Il faut bien comprendre que dans le cadre de la programmation culturelle, saint des saints de la réussite intellectuelle, récompense d'un parcours dû à l'intégrité esthétique sans faille de celui qui s'en occupe, on se construit dans une confiance immense en ses propres sens et la méfiance, voir le rejet, de tout ce qui ne semble pas venir de soi.
Sachez-le: à l'instar du boucher, mon programmateur est un artiste.
Qu'il soit issu du sérail subventionné, petit bras du privé, chef d'un festival ou self made programmateur, il n'est pas question pour lui de se laisser envahir par la cohorte de sous-merdes locales prétendant au trône, non plus de la notoriété, mais de l'aide structurelle ou du coup de pouce épisodique. Non. On a déjà assez à faire avec ceux qu'on vous présente, les projets de ceux qui travaillent avec vous, et les copains qui frappent à la porte pour ne pas en plus de ça, se fader un groupe de chanson, d'électro ou de pop, aussi motivé soit-il.
Et si parfois, on daigne ouvrir la porte à ces pauvres ignares sans talent, c'est qu'on les a croisés moultes fois à sniffer la même poutrasse pas vraiment pure, dans le carré VIP du festival du coin où flotte l'espoir un peu rance que les cougars rejetées de la loge de Pete Doherty se rabattent sur le petit personnel.
Le programmateur aujourd'hui, c'est un peu le David Guetta de la culture.

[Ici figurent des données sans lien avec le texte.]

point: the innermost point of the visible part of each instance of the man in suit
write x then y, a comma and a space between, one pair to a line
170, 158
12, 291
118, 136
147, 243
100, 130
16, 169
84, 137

Non content de partager avec ses amis artistes un goût immodéré pour l'estime de soi et la chaussette trouée, il faut lui reconnaître d'avoir su catalyser ces dernières années, cette aura mystique et esthétique de la hype dont les jeunes ploucs locaux feraient bien de s'inspirer dans la nécessité de leur propre édification, même s'ils ne savent pas vraiment comment s'orthographie et ce que signifie ce dernier concept.
D'ailleurs, n'a-t-il pas la bonté de montrer la voie, lorsqu'avec l'humilité qu'on lui connaît, il fait partager ses propres expériences artistiques sur les réseaux sociaux ou son goût sûr pour les vieux vinyls ?
Mais attention de ne pas faire du programmateur un trublion voué entièrement aux délires peoplesques dans lesquels pourraient l'emmener les artistes quand ils commandent de la drogue à 3h du matin !
Le programmateur a une limite: la main qui le nourrit, à laquelle il voue une dévotion sans égale, mais pas trop quand même, parce que parfois politiquement, ça peut changer.
Normalement, vue l'anémie d'ambition culturelle à droite, rester à gauche est signe de sage conduite.
N'oublie pas également, cher artiste frustré, qu'il n'est pas simple de rendre des comptes sur un budget, et qu'un euro étant plus que jamais un euro, on ne peut pas non plus t'expliquer à chaque fois tout le cheminement qui fait que le talent d'un artiste grandit au fur et à mesure de la distance qui le sépare du lieu de programmation.
Oui, c'est un peu difficile à comprendre mais ne t'inquiète pas, c'est logique.
- Ah bon ?
- Oui.
Bref, non contente d'avoir sauvé un paquet d'ados timides de leur DEUG de socio et d'un avenir morose dans des bleds improbables, la belle profession de programmateur qu'on décrit trop souvent avec mauvaise foi - ben oui, tu râles parce que tu n'y es pas, c'est tout - a encore un avenir tout tracé, pour peu qu'on lui donne un salaire et l'espoir de nuits beaucoup plus belles que ses jours.